45. 1/2 Aldebaran

1.3K 393 16
                                    

Selamat membaca!
Kalau ada typo bilang ya^^
Makasih!!! <3
Jangan lupa vote sama komen ><

"Bukan orang lain yang lebih bahagia daripada aku, tetapi aku yang terkadang kurang bersyukur. Ucapku tiap kali kufur nikmatnya overdosis."
IQ (F=m.a)

"Maaf, Na, lo juga bakal kehilangan Nawasena."

Xena terdiam, berpikir sejenak maksud perkataan Neron. Xena menegapkan badan setelah menghapus air mata, bola matanya kini bertabrakan langsung dengan bola mata Neron. "Maksudnya, Kak?"

"Gue benci sama lo, Na."

"Kak?"

"Dulu, lo selalu dimanjain papa sama mama. Lo selalu jadi prioritas mereka. Lo punya otak sepinter papa sama mama. Lo punya banyak prestasi. Lo lebih pinter daripada gue, lo lebih disayang daripada gue. Lo lebih bahagia dari gue. Dan gue benci itu, Na."

"Kalau bencinya sama gue, gak usah bawa-bawa orang lain, Kak...."

"Nawasena bukan orang lain buat lo."

Xena hanya bisa menitikkan air matanya saat Neron pergi setelah menyelesaikan kalimat tersebut. Neron salah, Xena tidak sebahagia itu. Bahkan, sudah banyak hal yang Xena pertaruhan untuk mendapatkan prestasi tersebut.

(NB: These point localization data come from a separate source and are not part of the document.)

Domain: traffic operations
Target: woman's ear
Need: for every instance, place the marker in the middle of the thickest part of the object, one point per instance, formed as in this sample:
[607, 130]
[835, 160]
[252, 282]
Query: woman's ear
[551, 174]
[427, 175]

Xena mengambil ponselnya yang dia simpan di saku celananya dengan cepat, pikirannya kini tertuju pada Nawasena. Xena hendak menelpon Nawasena, tetapi celetukan Neron membuatnya membeku. "Terlambat. Lo nelpon Nawasena sekarang juga gak ada ngaruhnya, temen-temen gue udah di rumah Nawasena," celetuk Neron tanpa membalikkan badannya, pria itu berjalan santai menuruni tangga.

Xena ingin menyahuti, tetapi suara tembakan lebih dulu terdengar. Neron dan Xena sama-sama terkejut saat puluhan polisi tiba-tiba datang tanpa ada tanda-tanda suara sirine seperti biasanya. Polisi tersebut lekas memborgol Neron yang tadi sempat ingin kabur, kalau saja polisi tidak menembak kaki Neron.

"Lo cepu, gak asik," decih Neron pada Xena sebelum polisi membawa pergi Neron dengan paksa. Bersamaan dengan para tenaga medis yang juga datang untuk mengurusi banyak jasad di rumah ini.

"Gue enggak nelpon siapa-siapa...," lirih Xena, bingung. Xena membalikkan badannya. Matanya membulat saat melihat seorang wanita paruh baya yang sedang tersenyum padanya. Sedangkan, Xena kembali menjauhkan air matanya.

"Mama...."

πππ

"Naw," panggil Prisa setelah melihat Nawasena menghabisi isi piringnya pagi ini. Nawasena mendongkak menatap Prisa, lantas menjawab, "Kenapa, Ma?

"Hari ini kamu ke rumah eyang, sendiri ya?"

"Ke rumah eyang? Ngapain?" heran Nawasena.

"Nginep tiga hari sampai seminggu, ada Bora katanya. Lagian, eyang kangen kamu juga, nanti Mama nyusul abis pulang kerja."

"Bora ngapain ke rumah eyang?"

"Kamu tanya aja nanti sama dia, Mama juga gak tau."

Nawasena tidak curiga sama sekali dengan permintaan Prisa pagi itu. Nawasena hanya mengangguk lantas bersiap untuk pergi ke rumah eyangnya. Pagi itu, Nawasena hanya merasa senang. Karena, Prisa memeluknya cukup lama seraya mencium wajahnya dengan penuh kasih sayang sebelum dia pergi dari rumah.

Di sisi lain, setelah Nawasena sudah cukup jauh dari rumah, Prisa menelpon seseorang. Tangannya mengambil pulpen yang kemarin dia simpan di nakas. "Nawasena enggak bakal kenapa-kenapa, kan?" tanyanya dengan cemas.